The primary tool of today’s business environment is the computer. Whether a desktop or laptop, these are the devices in front of which employees spend most of their working hours and on which they access sensitive information. They are indispensable tools, but also the main source for data loss or theft.
The reason is a fairly simple one: it has less to do with the devices themselves and more to do with their users. Whether malicious or simply negligent, employees are believed to be responsible for no less than 84% of data breaches. As companies become increasingly aware of this reality and new data protection regulations bring with them harsh fines as well as civil and, at times, even penal liabilities for failure to protect individuals’ personal information, new Data Loss Prevention (DLP) tools have emerged to curb data loss and protect sensitive data.
There are several types of DLP solutions based on where they are deployed. They can be at endpoint or network level or in the cloud. When considering DLP solutions, businesses often turn to network DLP solutions as seemingly well-rounded and easy-to-implement tools. However, while they are efficient in protecting sensitive data in motion, their reach is limited: they can only protect data when computers are connected to the company network and cannot prevent data transfer onto portable devices. This is where endpoint DLP comes into play.
Endpoint DLP often intimidates organizations because of what its company-wide implementation implies: the installation on every endpoint of a client or agent that will then have to be maintained and regularly updated. They imagine it would be time consuming and difficult, but the reality is quite the opposite. Products like Endpoint Protector for example are up and running in 30 minutes or less. Not only that, they offer easy deployment and management of all endpoints from a single dashboard as well as updates that can be installed without requiring a restart.
But what are the biggest advantages of endpoint DLP solutions? Here are the top 3:
1. Protecting data on the go
One of the main benefits of endpoint DLP is the fact it’s not dependent on a company network to function. Its policies are applied at computer level and they will continue to protect sensitive information whether an employee is in the office or working remotely.

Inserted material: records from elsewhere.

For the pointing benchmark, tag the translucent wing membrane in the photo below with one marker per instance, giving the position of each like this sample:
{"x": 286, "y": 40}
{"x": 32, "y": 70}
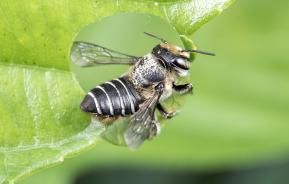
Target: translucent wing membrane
{"x": 133, "y": 131}
{"x": 142, "y": 126}
{"x": 89, "y": 54}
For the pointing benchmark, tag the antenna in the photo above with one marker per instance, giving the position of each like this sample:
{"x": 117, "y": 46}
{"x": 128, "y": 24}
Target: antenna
{"x": 154, "y": 36}
{"x": 200, "y": 52}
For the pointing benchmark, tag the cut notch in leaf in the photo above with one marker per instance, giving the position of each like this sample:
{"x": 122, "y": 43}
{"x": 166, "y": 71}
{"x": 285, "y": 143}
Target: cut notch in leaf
{"x": 42, "y": 101}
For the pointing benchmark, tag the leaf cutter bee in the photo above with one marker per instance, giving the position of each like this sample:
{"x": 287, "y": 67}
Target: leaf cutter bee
{"x": 136, "y": 94}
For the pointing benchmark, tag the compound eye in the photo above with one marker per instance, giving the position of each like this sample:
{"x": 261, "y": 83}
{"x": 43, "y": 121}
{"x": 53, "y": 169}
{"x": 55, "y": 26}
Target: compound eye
{"x": 181, "y": 63}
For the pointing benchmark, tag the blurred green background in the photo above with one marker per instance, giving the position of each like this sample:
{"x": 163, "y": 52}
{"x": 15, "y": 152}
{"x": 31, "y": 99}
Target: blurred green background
{"x": 234, "y": 129}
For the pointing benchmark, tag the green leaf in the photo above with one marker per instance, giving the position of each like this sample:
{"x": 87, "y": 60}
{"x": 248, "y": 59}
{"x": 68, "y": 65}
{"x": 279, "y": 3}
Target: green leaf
{"x": 41, "y": 123}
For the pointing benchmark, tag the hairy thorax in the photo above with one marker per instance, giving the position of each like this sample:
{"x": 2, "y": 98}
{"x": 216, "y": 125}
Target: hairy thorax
{"x": 147, "y": 73}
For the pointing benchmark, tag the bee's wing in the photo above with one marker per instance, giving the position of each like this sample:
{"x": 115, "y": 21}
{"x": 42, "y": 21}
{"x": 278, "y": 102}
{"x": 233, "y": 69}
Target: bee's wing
{"x": 89, "y": 54}
{"x": 143, "y": 125}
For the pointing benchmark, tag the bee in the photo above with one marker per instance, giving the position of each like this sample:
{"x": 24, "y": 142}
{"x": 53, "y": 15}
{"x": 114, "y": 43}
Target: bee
{"x": 136, "y": 94}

With today’s workforce becoming more and more mobile and the risks inherent in any environment outside the security of a company network, it is essential that data be protected regardless of an endpoint’s physical location.
Using endpoint DLP, companies will not restrict employees’ mobility, limiting their ability to travel and work from anywhere, and they can rest assured that wherever they are, at a conference, a client’s office or at home, sensitive data will remain just as secure.
2. Controlling portable devices
Another easy way sensitive data is lost is through portable devices. Employees can copy files onto personal USBs without violating any network DLP policy. Endpoint DLP however enables administrators to choose different levels of trust for devices based on specific criteria. In this way they can, for example, allow only company devices to connect to endpoints or block them all. Not being dependent on the company network to function, these policies can be enforced even offline.
Additional features can offer encryption capabilities for USBs. Organizations can ensure that any data copied from an organization’s endpoints onto portable devices, be they company-owned or not, are automatically encrypted. In this way, sensitive information is always protected even when it is physically on the move. In case of lost encryption passwords or malicious insiders, admins even have the option of resetting passwords.
3. Data visibility on the endpoint
While network DLP products are good at keeping data from travelling outside company networks, they usually do not offer content discovery capabilities on the endpoint. This means that companies have no way of knowing if employees have sensitive information saved on their computers.
This is a major issue when it comes to compliance: many data protection regulations require companies to restrict access to sensitive information and store it only for as long as it is needed for the original purpose it was collected for. On top of that, many data subjects now have the right to request that their data be deleted or have the option to withdraw consent for data processing.
If organizations do not know where their data is stored on company endpoints, they risk running fowl of data protection regulations and incurring steep fines for noncompliance. Using endpoint DLP, admins can scan data at rest on computers company-wide and take remediation actions when it is found. Information can be deleted or encrypted based on needs, thus ensuring that companies can enforce the right to be forgotten and restrictions that need to be applied for compliance with data protection regulations.